‘How old were you?’
Lara glanced at Ciro warily. ‘Thirteen.’
‘You were close as a family?’
Lara nodded, her hand clasping the glass. ‘The closest. My parents loved each other and they loved me and Alex. We were a very happy family.’
Ciro surprised her by saying, ‘You were lucky to have had that, even if only for a short while. My father loved my mother, but it was a suffocating love and she wasn’t happy to be adored by just one man. After he died she remarried within a month. She’s now on husband number three—or four. I’ve lost count.’
The careless tone in Ciro’s voice didn’t fool Lara. He couldn’t be immune to the fact that his mother had failed to be the kind of mother every child deserved. No wonder he was so cynical.
Ciro sat back against his desk, and folded his arms. The reprieve was over. ‘So. Are you going to explain to me how you were married but still a virgin?’
Lara took another fortifying sip of whisky and sat down on a chair behind her. Her legs didn’t feel steady all of a sudden. She looked up at Ciro and then away. She didn’t want to see his expression.
‘On our wedding night Henry came into my bedroom expecting to—’ She stopped.
‘Go on.’
Lara felt sick. She looked at him. ‘Do we really have to discuss this now?’
Ciro nodded. Grim.
He stood up and pulled over a chair so that he was opposite Lara, sat down. She knew he wouldn’t budge until she’d told him the ugly truth.
‘On our wedding night he came into my bedroom... He...we’d agreed that we wouldn’t share a room. I somehow...obviously naively...assumed that would mean he wouldn’t try to...’ She faltered and stopped.
‘Try to...what? Sleep with his new wife? A natural expectation, I would have thought.’
Lara hated Ciro’s faintly scathing tone. It scraped along all the raw edges of the memories crowding her head. She stood up and went over to where he’d been standing, at the window. She could see dark clouds massing over the sea and the white edges of rough waves. There was a storm approaching.
It was easier to talk when Ciro wasn’t looking at her. ‘He came into the bedroom. He’d been drinking all day so he was very drunk. He grabbed my nightdress and ripped it. Before I could stop him he’d pushed me backwards onto the bed. I was in shock... I couldn’t move for a moment... He was so heavy and I couldn’t breathe...’
Lara didn’t even hear Ciro move. He caught her arm and turned her around to face him. She’d never seen that expression on his face before—disgust mixed with pure anger.
‘He tried to rape you?’
Lara nodded. ‘I thought we had an agreement...that he was just marrying me for appearances. He was old... I didn’t think...’ She trailed off, humiliated by her naivety all over again.

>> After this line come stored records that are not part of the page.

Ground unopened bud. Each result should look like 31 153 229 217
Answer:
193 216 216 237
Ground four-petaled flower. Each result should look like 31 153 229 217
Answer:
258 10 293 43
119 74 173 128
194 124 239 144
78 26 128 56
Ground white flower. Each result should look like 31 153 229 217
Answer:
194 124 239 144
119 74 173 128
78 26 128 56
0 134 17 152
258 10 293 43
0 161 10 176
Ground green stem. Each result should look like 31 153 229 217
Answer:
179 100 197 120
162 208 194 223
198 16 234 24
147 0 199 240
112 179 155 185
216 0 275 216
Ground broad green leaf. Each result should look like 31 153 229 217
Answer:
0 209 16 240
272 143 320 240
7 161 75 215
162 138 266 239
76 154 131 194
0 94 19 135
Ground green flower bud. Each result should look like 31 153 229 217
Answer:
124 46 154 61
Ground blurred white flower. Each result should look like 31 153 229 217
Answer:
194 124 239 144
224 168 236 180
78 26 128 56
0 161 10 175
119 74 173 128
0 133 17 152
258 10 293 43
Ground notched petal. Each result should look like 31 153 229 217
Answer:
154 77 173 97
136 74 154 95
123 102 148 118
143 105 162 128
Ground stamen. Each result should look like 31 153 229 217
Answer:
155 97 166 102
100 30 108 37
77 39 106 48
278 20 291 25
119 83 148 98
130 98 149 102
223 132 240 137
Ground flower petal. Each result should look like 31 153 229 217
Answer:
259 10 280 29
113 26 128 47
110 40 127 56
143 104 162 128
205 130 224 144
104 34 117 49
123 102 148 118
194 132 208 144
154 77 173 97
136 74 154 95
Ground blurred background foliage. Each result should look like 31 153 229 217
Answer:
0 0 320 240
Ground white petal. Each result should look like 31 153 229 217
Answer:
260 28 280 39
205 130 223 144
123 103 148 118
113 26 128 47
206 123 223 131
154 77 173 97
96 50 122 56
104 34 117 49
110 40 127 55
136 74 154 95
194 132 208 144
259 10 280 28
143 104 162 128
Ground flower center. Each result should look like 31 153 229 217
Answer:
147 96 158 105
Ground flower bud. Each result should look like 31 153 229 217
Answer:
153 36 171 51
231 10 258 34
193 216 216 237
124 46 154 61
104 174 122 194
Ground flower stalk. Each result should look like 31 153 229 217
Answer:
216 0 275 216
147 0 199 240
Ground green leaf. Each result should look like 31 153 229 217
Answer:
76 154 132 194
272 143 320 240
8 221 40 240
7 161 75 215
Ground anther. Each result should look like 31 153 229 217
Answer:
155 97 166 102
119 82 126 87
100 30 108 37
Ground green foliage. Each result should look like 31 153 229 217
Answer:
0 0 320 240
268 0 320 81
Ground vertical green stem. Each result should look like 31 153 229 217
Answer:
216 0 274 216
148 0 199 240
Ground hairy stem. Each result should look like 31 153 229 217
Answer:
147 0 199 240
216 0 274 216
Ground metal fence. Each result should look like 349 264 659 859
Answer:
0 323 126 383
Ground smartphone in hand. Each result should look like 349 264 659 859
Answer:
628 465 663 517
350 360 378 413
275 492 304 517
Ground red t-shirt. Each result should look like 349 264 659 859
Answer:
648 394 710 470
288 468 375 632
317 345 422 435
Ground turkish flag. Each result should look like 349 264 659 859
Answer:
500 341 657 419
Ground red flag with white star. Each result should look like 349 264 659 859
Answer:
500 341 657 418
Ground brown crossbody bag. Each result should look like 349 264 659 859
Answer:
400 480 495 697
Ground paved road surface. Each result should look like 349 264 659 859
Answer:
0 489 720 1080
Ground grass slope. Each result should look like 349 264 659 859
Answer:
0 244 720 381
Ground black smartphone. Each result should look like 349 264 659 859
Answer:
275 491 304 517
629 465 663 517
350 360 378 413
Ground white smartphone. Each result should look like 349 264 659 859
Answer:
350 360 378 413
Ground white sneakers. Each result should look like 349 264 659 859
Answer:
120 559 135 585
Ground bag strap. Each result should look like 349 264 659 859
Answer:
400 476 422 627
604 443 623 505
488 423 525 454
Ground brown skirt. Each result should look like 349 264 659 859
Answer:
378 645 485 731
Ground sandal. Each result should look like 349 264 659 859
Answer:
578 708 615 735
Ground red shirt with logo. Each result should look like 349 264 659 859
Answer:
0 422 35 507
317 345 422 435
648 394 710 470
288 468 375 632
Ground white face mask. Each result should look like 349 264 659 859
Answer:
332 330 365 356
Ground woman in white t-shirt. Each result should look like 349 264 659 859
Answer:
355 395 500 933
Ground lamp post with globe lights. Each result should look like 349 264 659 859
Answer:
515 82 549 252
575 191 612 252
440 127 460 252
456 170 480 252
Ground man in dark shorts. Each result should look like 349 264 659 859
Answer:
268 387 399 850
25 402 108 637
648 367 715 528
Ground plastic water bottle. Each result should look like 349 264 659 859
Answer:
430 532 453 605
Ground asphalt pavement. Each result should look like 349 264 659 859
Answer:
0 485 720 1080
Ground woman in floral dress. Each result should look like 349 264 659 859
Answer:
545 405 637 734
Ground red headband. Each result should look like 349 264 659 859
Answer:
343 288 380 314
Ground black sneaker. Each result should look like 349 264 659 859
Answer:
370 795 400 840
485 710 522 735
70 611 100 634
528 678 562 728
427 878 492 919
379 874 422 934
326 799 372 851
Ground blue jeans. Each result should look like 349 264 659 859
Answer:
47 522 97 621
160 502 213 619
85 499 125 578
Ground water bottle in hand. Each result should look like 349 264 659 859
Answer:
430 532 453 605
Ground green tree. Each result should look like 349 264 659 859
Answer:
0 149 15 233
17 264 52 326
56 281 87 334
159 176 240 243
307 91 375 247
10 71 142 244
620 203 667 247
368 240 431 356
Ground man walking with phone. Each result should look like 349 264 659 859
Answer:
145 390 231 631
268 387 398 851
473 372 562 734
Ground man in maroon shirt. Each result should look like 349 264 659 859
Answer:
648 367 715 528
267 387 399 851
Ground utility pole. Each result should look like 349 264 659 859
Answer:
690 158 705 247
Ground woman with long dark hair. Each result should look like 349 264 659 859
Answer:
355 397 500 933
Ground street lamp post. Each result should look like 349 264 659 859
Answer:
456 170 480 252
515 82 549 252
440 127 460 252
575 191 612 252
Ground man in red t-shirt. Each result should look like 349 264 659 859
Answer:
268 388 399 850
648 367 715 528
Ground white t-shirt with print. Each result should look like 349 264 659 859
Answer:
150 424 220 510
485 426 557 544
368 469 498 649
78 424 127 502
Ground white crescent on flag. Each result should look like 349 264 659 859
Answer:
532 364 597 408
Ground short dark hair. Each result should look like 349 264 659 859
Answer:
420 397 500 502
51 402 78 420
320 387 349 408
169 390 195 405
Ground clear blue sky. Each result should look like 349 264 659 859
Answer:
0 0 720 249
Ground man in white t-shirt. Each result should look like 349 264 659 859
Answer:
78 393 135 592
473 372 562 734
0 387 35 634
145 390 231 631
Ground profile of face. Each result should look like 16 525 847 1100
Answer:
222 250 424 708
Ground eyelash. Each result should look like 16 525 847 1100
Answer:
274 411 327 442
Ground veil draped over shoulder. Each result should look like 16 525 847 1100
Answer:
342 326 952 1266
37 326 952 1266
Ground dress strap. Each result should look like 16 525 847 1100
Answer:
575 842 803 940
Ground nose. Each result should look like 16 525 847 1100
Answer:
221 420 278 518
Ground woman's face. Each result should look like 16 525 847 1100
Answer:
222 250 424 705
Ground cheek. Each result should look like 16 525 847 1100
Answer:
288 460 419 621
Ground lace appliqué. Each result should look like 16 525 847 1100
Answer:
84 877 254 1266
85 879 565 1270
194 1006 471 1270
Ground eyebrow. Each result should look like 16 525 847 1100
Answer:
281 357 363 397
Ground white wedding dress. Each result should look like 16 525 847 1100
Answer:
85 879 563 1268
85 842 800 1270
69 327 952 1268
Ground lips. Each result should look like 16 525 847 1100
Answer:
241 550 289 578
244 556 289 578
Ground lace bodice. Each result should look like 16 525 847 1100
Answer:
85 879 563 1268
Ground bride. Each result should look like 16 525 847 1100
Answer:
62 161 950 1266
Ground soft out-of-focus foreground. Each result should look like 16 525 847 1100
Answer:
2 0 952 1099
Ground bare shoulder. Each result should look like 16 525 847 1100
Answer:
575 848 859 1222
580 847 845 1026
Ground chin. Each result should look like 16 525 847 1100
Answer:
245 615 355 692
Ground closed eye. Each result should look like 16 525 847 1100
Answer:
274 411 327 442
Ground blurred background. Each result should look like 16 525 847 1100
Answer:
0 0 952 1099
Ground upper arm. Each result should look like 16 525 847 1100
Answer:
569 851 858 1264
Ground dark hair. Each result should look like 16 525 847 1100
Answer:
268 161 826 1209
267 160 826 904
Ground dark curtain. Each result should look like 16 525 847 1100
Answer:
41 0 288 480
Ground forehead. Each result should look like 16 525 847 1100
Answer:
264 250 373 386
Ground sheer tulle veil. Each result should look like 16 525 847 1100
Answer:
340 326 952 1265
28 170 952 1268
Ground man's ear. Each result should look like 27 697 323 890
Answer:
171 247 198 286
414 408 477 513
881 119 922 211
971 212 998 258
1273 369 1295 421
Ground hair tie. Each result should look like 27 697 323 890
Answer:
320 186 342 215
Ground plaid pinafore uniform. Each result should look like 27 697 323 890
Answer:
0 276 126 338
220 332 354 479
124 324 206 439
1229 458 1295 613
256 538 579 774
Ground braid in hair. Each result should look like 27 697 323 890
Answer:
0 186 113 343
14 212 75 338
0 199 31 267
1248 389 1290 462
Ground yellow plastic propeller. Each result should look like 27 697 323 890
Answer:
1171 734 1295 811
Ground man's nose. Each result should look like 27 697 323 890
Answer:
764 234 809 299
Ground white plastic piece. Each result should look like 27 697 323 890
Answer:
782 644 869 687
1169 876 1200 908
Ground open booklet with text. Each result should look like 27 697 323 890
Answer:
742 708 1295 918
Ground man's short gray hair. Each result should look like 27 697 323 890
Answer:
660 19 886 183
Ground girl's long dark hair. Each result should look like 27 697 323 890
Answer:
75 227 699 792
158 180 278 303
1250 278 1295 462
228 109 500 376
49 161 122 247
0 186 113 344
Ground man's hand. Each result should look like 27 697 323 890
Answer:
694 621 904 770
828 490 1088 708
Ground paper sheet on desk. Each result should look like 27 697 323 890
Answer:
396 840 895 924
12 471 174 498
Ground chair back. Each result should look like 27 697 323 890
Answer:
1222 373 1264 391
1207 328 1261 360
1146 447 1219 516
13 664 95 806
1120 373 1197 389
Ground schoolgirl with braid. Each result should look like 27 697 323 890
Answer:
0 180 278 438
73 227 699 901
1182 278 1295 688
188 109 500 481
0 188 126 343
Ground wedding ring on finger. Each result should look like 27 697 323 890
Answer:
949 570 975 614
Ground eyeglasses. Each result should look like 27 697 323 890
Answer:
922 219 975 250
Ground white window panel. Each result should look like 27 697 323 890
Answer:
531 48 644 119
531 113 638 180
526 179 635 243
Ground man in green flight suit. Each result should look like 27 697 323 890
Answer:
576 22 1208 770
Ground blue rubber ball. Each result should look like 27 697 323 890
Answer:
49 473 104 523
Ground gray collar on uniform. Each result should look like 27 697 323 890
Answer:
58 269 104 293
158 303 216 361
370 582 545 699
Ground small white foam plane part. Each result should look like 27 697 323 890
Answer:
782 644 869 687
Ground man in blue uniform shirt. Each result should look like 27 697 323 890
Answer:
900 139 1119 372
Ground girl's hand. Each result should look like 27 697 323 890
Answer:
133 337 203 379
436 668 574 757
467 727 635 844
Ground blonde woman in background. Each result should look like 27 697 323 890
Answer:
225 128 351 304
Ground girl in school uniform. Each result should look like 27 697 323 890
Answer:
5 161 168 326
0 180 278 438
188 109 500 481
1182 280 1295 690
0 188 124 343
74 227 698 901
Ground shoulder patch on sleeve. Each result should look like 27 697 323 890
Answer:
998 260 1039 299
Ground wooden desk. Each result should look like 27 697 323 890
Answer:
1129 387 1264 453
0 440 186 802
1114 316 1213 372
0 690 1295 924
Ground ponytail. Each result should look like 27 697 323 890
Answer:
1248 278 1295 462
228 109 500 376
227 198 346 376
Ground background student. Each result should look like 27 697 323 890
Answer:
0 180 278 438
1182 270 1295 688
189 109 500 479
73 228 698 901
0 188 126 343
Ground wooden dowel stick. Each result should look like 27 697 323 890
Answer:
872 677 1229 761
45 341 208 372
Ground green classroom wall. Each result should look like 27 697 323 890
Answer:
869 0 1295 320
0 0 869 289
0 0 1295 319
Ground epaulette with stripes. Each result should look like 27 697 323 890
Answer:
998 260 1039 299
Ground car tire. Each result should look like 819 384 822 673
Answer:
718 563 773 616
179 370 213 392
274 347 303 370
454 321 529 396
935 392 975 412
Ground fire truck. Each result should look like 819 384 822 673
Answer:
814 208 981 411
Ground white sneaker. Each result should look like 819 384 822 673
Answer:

Ciro was grim. ‘Old men’s libidos can be voracious.’ Then he shook his head. ‘Did you really think he wouldn’t demand sex from you?’
Lara pulled her arm free and moved away. Some liquid slopped out of her glass and she looked at the carpet in dismay.
‘Leave it—it’s nothing.’
Ciro took the glass and put it down. Lara flinched minutely at the clatter against the silver tray.
‘But he didn’t rape you?’
Lara looked at Ciro, remembering how thinking of him had given her the strength to deal with Henry Winterborne. ‘No. I managed to kick him off me...somehow. He was unsteady from the drink. He fell backwards. He injured himself badly in the fall...and he was in a wheelchair for the rest of our marriage. Eventually he had a stroke—that’s how he died.’
Lara couldn’t excise the memory of Henry Winterborne’s bitter words from her head. ‘You little bitch—you’ll pay for this. Your only currency is your beauty and innocence. Why the hell do you think I paid so much for you?’
Fresh humiliation washed over her in a sickening wave. She hadn’t even known until
then the full extent of her uncle’s machinations—that he’d actually sold her like a slave girl. Ciro didn’t know the half of it.
Ciro was reeling. All he could see in his mind’s eye was that paunchy old man shoving Lara down onto a bed and then climbing on top of her like a rutting bull. Anger bubbled in his blood. No, worse—a ferocious fury that she had put herself in harm’s way like that.